·4 min read

How to Put Two PDF Pages Side by Side

A step-by-step guide to combining two PDF files so every page shows both documents next to each other. Free, instant, no software to install.

Most PDF viewers let you view two pages on screen at once, but that is not the same as actually putting them side by side in a way you can share or print. Split-screen works for a quick look. It does not work when you need to hand something off to a colleague, print 30 pages, or review a document without juggling two windows the whole time.

What you actually want is a single PDF where each page already has both documents placed next to each other horizontally. One file, everything aligned, opens in any PDF viewer.

This guide walks you through doing that in under two minutes using a free tool that runs in your browser. Nothing to install, no account needed, and your files stay on your device the whole time.

Step-by-Step: Put Two PDF Pages Side by Side

1

Open the PDF merger tool

Head to the homepage. You will see two upload zones sitting side by side, one for each PDF.

2

Upload your first PDF

Drag and drop your first PDF into the left upload zone, or click to browse your files. Once loaded it shows the file name and page count.

3

Upload your second PDF

Same thing for the right zone. This is the document that will appear on the right side of every merged page.

4

Choose a page size option

Three options show up once both files are loaded. "Scale to fit" works best for most people. It matches both pages to the same height so the output looks clean. "Stretch to fill" forces each page into exactly half the width. "Use larger size" keeps original dimensions with no scaling.

5

Click Merge and download

Hit the Merge button. Everything processes in your browser in a few seconds. The merged PDF downloads automatically. Open it in any PDF viewer and you will see both documents side by side on every page.

Which Page Size Option Should You Choose?

The tool offers three ways to handle pages when your two PDFs have different dimensions. Here's when to use each:

Scale to fit (recommended)

Both pages get scaled to the same height and then placed side by side. Aspect ratios stay intact so nothing looks stretched. Use this for most cases, especially document comparison or bilingual PDFs.

Stretch to fill

Each page is stretched to fill exactly half the width of the output page. This gives a perfectly symmetrical layout but can distort the content if the two PDFs have very different proportions.

Use larger size

No scaling is applied. Both pages appear at their original size and are placed next to each other. Good when you need pixel-accurate output and both PDFs are already the same size.

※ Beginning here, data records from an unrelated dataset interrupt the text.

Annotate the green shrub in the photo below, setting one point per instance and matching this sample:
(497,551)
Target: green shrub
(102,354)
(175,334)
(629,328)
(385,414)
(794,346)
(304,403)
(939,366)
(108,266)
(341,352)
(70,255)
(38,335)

What does the merged PDF actually look like?

Each page in the output is wider than a normal page. The left half shows the corresponding page from your first PDF, the right half shows the same page number from your second PDF. If you scroll through a 10-page merged document, you are reading page 1 of both files together, then page 2 of both files together, and so on.

The output is a standard PDF. It opens in Adobe Reader, Preview on Mac, browser-based PDF viewers, and any other PDF software. You can print it, share it by email, or upload it to Google Drive like any other file.

On paper, it prints best in landscape orientation. Two A4 portrait pages placed side by side produce one A3 landscape page. Most printers handle this without any settings change if you set the paper orientation to landscape before printing.

Your files stay on your device

The tool reads your PDFs locally in the browser and writes the merged file directly to your downloads folder. At no point does your file travel over the internet. If you are working with anything confidential, there is nothing being uploaded.

How browser-based PDF processing works, and why it matters for privacy

Frequently Asked Questions

Can I put two PDF pages side by side without Adobe Acrobat?

Yes. Adobe Acrobat can show two pages on screen at once but it does not actually merge them into a single page. This tool combines both PDFs into a new file where each page shows both documents side by side. No Adobe subscription needed.

What if my two PDFs have different page sizes?

The tool handles it automatically. Pick "Scale to fit" and both pages get scaled to the same height before being placed side by side, so nothing looks stretched or cropped. You can also try "Stretch to fill" or "Use larger size" depending on what you need.

What if my PDFs have different numbers of pages?

The tool works through both files page by page. When the shorter PDF runs out, the remaining pages from the longer one are placed on their side of the output with a blank white area on the other side. Nothing gets cut off.

Is the merged PDF readable on mobile?

Yes, though side-by-side pages are wider than a regular page, so you may need to zoom in on a phone screen. It works best in a desktop PDF viewer or when printed on landscape paper.

Does this work with password-protected PDFs?

No. Remove the password from your PDF first using your PDF viewer, then come back and run the merge.

How is this different from just opening two PDFs in split-screen?

Split-screen means managing two windows and manually keeping them in sync as you scroll. With this tool you get one merged PDF where both documents are already aligned page by page. You can scroll through the whole thing in one window, share it as a single file, or print it without any extra setup.